Sharratt takes the approach of 'the witches were poor but kindly healing wise women who did lots of good but were cruelly treated by 'da man' and were forced into being a bit naughty sometimes'. This is a much more PC interpretation, full of feminist thought on medieval witchcraft (see Mary Daly, and then run away) where cruel, heartless men-folk burn those adorable old midwives with their healing herbs and fondness for the 'old ways' and then go away to chortle and drink claret. I'm not saying that was wrong, hell I wasn't there I dunno, but it all just sounds a bit to simple and straightforward to me. History is never as easy as it looks, in 200 years 9/11 will be some 'naughty' Muslims attacking kind hearted, innocent America for no good reason. We know, we lived through it, is was WAY more complicated than that.
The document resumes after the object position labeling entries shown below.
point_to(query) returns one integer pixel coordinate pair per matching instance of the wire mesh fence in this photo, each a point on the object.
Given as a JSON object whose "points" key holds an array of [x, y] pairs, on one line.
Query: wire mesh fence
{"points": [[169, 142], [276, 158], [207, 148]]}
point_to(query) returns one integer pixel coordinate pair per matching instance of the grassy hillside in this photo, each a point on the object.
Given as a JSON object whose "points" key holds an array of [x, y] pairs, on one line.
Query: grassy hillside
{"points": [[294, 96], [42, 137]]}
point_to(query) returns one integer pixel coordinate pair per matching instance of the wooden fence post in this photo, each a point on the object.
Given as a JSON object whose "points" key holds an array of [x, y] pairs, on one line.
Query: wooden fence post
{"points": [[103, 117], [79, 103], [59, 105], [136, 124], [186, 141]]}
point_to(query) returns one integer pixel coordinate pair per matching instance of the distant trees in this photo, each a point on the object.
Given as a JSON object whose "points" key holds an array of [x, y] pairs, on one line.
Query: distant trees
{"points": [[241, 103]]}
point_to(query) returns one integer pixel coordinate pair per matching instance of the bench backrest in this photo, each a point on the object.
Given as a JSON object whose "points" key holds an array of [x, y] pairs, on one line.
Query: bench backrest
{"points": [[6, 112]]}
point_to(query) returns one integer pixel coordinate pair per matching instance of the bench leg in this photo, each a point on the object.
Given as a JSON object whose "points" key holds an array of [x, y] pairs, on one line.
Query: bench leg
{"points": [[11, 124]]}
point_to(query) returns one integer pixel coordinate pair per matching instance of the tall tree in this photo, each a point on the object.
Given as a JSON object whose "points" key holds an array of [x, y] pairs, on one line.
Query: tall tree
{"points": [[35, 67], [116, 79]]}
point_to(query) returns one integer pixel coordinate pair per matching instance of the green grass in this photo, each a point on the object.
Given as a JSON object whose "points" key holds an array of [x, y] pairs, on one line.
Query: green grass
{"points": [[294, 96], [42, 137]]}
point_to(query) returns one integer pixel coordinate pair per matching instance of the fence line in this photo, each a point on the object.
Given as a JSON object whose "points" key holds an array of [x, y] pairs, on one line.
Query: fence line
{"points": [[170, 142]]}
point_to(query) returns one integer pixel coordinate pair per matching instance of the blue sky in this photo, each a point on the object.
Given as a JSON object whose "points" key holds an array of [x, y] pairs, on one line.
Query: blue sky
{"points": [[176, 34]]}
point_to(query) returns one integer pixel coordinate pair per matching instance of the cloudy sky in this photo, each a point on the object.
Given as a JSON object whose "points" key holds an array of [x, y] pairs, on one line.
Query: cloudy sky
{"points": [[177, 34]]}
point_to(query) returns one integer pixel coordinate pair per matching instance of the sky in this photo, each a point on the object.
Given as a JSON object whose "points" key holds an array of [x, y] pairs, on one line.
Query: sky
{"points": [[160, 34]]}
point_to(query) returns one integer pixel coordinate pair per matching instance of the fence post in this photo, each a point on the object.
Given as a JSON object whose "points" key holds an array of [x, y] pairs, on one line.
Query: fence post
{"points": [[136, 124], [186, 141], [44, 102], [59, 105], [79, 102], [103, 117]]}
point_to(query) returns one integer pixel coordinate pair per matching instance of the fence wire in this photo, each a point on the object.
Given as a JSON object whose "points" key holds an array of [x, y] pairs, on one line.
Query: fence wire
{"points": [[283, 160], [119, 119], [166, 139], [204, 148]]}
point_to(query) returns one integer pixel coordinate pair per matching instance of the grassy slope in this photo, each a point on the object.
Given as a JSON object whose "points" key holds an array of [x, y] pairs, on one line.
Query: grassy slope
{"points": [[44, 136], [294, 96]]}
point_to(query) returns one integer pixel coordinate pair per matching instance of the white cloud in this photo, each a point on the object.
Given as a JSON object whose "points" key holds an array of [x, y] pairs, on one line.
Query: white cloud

So anyway, enough of my witchy ranting, what about the goddamn book? Well it was alright, it was all a bit simple, the witches were good, the rich men-folk were bad and there was a few 'oooh was it witchcraft or just a big coincidence' moments to get you tapping your chin in intrigue. It was told first person all the way through, between either Demdike (the classic grandma witch) and her pretty but naive granddaughter Alizon. This worked well until the bit where Alizon got hung, and we were with the narrative right up until she heard the executioner let her drop which just left you going 'well how in the name of all that is Lancastrian did she ever write this down' which spoiled it somewhat. Somewhat short sighted for an experienced author. Otherwise I liked it, it kept me reading, I found no major historical inaccuracies and it was mostly believable if a little idealistic.

In a few months Jeanette Winterson publishes her own take on the Pendle Witches, who are fast become the new Spice Girls. Will you take historically inaccurate-witch Ainsworth, clothing obsessed witch Neill, men hating witch Sharratt or new and improved lesbian witch Winterson. Take your pick readers!